Copyright **`(c)`** 2022 Giovanni Squillero `<squillero@polito.it>`  
[`https://github.com/squillero/computational-intelligence`](https://github.com/squillero/computational-intelligence)  
Free for personal or classroom use; see [`LICENSE.md`](https://github.com/squillero/computational-intelligence/blob/master/LICENSE.md) for details.  


# Lab 3: Policy Search

## Task

Write agents able to play [*Nim*](https://en.wikipedia.org/wiki/Nim), with an arbitrary number of rows and an upper bound $k$ on the number of objects that can be removed in a turn (a.k.a., *subtraction game*).

The player **taking the last object wins**.

* Task3.1: An agent using fixed rules based on *nim-sum* (i.e., an *expert system*)
* Task3.2: An agent using evolved rules
* Task3.3: An agent using minmax
* Task3.4: An agent using reinforcement learning

## Instructions

* Create the directory `lab3` inside the course repo 
* Put a `README.md` and your solution (all the files, code and auxiliary data if needed)

## Notes

* Working in group is not only allowed, but recommended (see: [Ubuntu](https://en.wikipedia.org/wiki/Ubuntu_philosophy) and [Cooperative Learning](https://files.eric.ed.gov/fulltext/EJ1096789.pdf)).

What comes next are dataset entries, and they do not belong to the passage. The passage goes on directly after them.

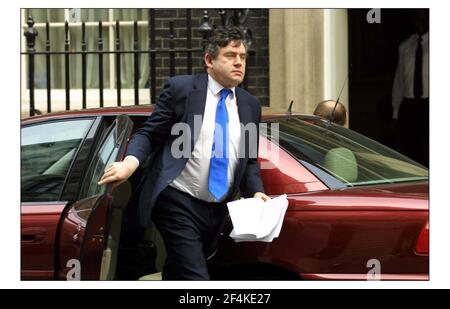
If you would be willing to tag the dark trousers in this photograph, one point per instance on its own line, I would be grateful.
(413, 130)
(190, 229)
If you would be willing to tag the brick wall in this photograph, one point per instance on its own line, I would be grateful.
(257, 63)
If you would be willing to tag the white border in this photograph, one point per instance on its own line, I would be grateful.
(440, 113)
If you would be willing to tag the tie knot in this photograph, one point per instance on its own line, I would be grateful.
(224, 93)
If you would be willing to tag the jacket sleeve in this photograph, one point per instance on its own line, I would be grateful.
(251, 181)
(156, 129)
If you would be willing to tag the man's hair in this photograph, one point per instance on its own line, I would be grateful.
(325, 110)
(221, 38)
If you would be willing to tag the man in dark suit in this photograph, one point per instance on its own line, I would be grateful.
(186, 196)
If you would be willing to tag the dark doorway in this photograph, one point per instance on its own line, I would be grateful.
(373, 55)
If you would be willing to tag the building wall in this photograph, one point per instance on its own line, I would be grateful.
(308, 57)
(257, 65)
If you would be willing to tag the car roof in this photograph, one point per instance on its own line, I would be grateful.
(145, 109)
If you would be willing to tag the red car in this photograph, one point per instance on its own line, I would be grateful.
(357, 209)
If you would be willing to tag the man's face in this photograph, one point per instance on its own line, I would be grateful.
(229, 66)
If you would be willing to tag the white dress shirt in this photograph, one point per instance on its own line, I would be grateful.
(404, 76)
(194, 177)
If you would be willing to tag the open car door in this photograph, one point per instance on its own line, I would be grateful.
(84, 226)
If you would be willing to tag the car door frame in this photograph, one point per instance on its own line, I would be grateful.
(40, 219)
(81, 241)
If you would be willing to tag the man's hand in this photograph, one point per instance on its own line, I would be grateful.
(119, 172)
(262, 196)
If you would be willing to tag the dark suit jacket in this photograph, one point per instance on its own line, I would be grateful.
(181, 99)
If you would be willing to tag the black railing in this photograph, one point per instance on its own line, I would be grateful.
(237, 18)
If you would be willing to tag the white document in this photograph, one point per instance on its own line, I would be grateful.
(256, 220)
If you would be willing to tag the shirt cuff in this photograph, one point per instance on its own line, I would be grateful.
(133, 158)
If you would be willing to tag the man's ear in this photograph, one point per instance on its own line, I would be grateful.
(208, 60)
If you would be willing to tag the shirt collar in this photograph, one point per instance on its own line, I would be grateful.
(215, 87)
(424, 37)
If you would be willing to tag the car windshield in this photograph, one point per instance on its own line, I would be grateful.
(349, 157)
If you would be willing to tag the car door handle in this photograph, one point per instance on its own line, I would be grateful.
(33, 235)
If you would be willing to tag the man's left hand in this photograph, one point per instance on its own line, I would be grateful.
(262, 196)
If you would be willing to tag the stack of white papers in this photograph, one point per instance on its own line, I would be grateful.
(256, 220)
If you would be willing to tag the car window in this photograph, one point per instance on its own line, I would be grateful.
(47, 151)
(106, 155)
(350, 157)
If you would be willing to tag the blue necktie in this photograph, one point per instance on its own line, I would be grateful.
(218, 169)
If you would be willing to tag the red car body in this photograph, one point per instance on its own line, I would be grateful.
(327, 234)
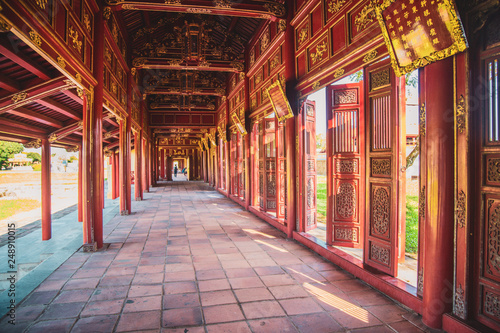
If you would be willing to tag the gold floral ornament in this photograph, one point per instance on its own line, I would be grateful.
(335, 5)
(35, 37)
(429, 32)
(20, 96)
(320, 50)
(73, 35)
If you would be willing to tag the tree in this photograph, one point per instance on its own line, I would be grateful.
(7, 150)
(37, 158)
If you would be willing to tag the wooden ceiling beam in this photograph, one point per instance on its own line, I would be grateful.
(35, 116)
(268, 11)
(58, 107)
(9, 84)
(8, 51)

Collaborations must be explicitly declared in the `README.md`.
* [Yanking](https://www.emacswiki.org/emacs/KillingAndYanking) from the internet is allowed, but sources must be explicitly declared in the `README.md`.

## Deadlines ([AoE](https://en.wikipedia.org/wiki/Anywhere_on_Earth))

* Sunday, December 4th for Task3.1 and Task3.2
* Sunday, December 11th for Task3.3 and Task3.4
* Sunday, December 18th for all reviews

In [81]:
import logging
from collections import namedtuple
import random
from typing import Callable
from copy import deepcopy
from itertools import accumulate
from operator import xor
from matplotlib import pyplot as plt
import numpy as np
import math
import json
import os


logging.basicConfig(
    format="[%(asctime)s] %(levelname)s: %(message)s",
    datefmt="%H:%M:%S",
    level=logging.INFO,
)

## The *Nim* and *Nimply* classes

In [82]:
Nimply = namedtuple("Nimply", "row, num_objects")

In [83]:
class Nim:
    def __init__(self, num_rows: int, k: int = None) -> None:
        self._rows = [i * 2 + 1 for i in range(num_rows)]
        self._k = k
        self._sticks = sum(self._rows)

    def __bool__(self):
        return sum(self._rows) > 0

    def __str__(self):
        return "<" + " ".join(str(_) for _ in self._rows) + ">"

    @property
    def rows(self) -> tuple:
        return tuple(self._rows)

    @property
    def k(self) -> int:
        return self._k

    @property
    def sticks(self) -> int:
        return self._sticks

    def nimming(self, ply: Nimply) -> None:
        row, num_objects = ply
        assert self._rows[row] >= num_objects
        assert self._k is None or num_objects <= self._k
        self._rows[row] -= num_objects

In [84]:
def save_strategy(strategy: dict) -> None:
    DATA_DIR = "strategies/"
    current_s = 0
    if os.listdir(DATA_DIR):
        current_s = max([int(filename.split(".")[0]) for filename in os.listdir(DATA_DIR)]) + 1
    with open(DATA_DIR + str(current_s) + ".json", "w") as fp:
        json.dump(strategy , fp)
    return None

## Sample (and silly) startegies 

In [85]:
def pure_random(state: Nim) -> Nimply:
    row = random.choice([r for r, c in enumerate(state.rows) if c > 0])
    num_objects = random.randint(1, state.rows[row])
    return Nimply(row, num_objects)

In [86]:
def gabriele(state: Nim) -> Nimply:
    """Pick always the maximum possible number of the lowest row"""
    possible_moves = [(r, o) for r, c in enumerate(state.rows) for o in range(1, c + 1)]
    return Nimply(*max(possible_moves, key=lambda m: (-m[0], m[1])))

In [87]:
def aggressive(state: Nim) -> Nimply:
    """Pick always the entire row if the number of active rows is odd"""
    data = cook_status(state)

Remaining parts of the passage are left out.